Day 158 — Load testing (k6 / vegeta)¶
Month 6 · Week 3 · ⬅ Day 157 · Day 159 ➡ · Journal index
🎯 Learning Objective¶
Drive synthetic load at a Go service with vegeta (constant-rate) and k6 (scripted scenarios), and read the results in terms of throughput and latency percentiles rather than averages.
📚 Topics¶
- Open-model (constant rate, vegeta) vs closed-model (fixed VUs, k6) load
- Percentiles (p50/p95/p99) vs the misleading mean; tail latency
- Finding the knee: where p99 and error rate climb as RPS rises
📖 Reading / Sources¶
- vegeta — HTTP load testing tool
- k6 documentation
- Gil Tene — "How NOT to Measure Latency" (coordinated omission)
- Brendan Gregg — USE method
📝 Notes¶
- Measure percentiles, not the mean.

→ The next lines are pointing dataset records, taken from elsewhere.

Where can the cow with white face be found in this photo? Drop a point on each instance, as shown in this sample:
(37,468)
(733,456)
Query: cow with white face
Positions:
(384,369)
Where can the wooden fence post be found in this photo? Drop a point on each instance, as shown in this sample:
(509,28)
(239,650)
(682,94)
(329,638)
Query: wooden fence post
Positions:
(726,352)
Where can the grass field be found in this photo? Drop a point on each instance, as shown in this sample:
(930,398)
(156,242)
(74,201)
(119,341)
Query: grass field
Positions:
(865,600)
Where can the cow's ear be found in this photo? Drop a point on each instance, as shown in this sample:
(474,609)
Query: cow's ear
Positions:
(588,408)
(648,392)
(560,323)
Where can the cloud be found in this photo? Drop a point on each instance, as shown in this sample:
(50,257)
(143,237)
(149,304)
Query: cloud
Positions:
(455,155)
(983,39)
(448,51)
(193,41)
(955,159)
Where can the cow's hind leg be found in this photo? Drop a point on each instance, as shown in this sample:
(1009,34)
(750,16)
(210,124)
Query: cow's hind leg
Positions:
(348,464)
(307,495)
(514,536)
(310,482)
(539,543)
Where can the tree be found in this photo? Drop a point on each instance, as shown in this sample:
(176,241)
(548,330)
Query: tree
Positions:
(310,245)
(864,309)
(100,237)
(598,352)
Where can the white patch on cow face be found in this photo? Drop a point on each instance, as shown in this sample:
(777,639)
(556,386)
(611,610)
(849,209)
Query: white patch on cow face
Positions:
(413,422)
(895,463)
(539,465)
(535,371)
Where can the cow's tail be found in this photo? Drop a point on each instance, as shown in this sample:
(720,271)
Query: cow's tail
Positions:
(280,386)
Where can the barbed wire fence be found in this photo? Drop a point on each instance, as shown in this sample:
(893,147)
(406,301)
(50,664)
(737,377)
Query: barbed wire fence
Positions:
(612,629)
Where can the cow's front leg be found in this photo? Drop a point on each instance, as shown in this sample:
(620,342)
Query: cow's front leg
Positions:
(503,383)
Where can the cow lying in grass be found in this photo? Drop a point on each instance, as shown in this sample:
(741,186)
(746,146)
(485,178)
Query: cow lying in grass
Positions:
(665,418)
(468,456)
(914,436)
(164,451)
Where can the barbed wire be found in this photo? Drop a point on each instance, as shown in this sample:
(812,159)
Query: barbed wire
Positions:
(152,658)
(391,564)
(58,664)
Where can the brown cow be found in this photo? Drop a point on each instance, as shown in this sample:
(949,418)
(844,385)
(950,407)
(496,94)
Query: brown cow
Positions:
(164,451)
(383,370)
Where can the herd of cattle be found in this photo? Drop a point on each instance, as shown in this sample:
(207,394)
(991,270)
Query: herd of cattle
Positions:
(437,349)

An average hides the tail; users feel p95/p99. A 5 ms mean with a 900 ms p99 is a bad service. Always report p50/p95/p99 and max → [[latency-percentiles]].
- Open vs closed model. vegeta sends a constant request rate regardless of responses (open model) — best for "can we sustain N RPS?". k6's default VUs each wait for a response before sending the next (closed model) — best for "how do U concurrent users behave?". They answer different questions.
- Coordinated omission: a closed-model tester that waits during a stall under-counts slow requests, flattering the tail. Open-model constant-rate tools (vegeta) or k6's arrival-rate executors avoid it. This is Gil Tene's core warning.
- Find the knee. Ramp RPS until p99 and error rate inflect — that's your capacity. Report throughput at an acceptable latency/error budget, not peak RPS with 30% errors.
- Warm up first. Let the JIT-free Go binary fill caches/pools and the GC reach steady state before recording; discard the first seconds.
- Watch the server side too. Correlate the load result with the service's own pprof/metrics: CPU profile during the run ([[day-155]]),
allocs/opand GC frequency, goroutine count, and saturation of the real bottleneck (DB, locks). Load testing finds that there's a limit; profiling finds why. - k6 thresholds turn a load test into a pass/fail CI gate (e.g.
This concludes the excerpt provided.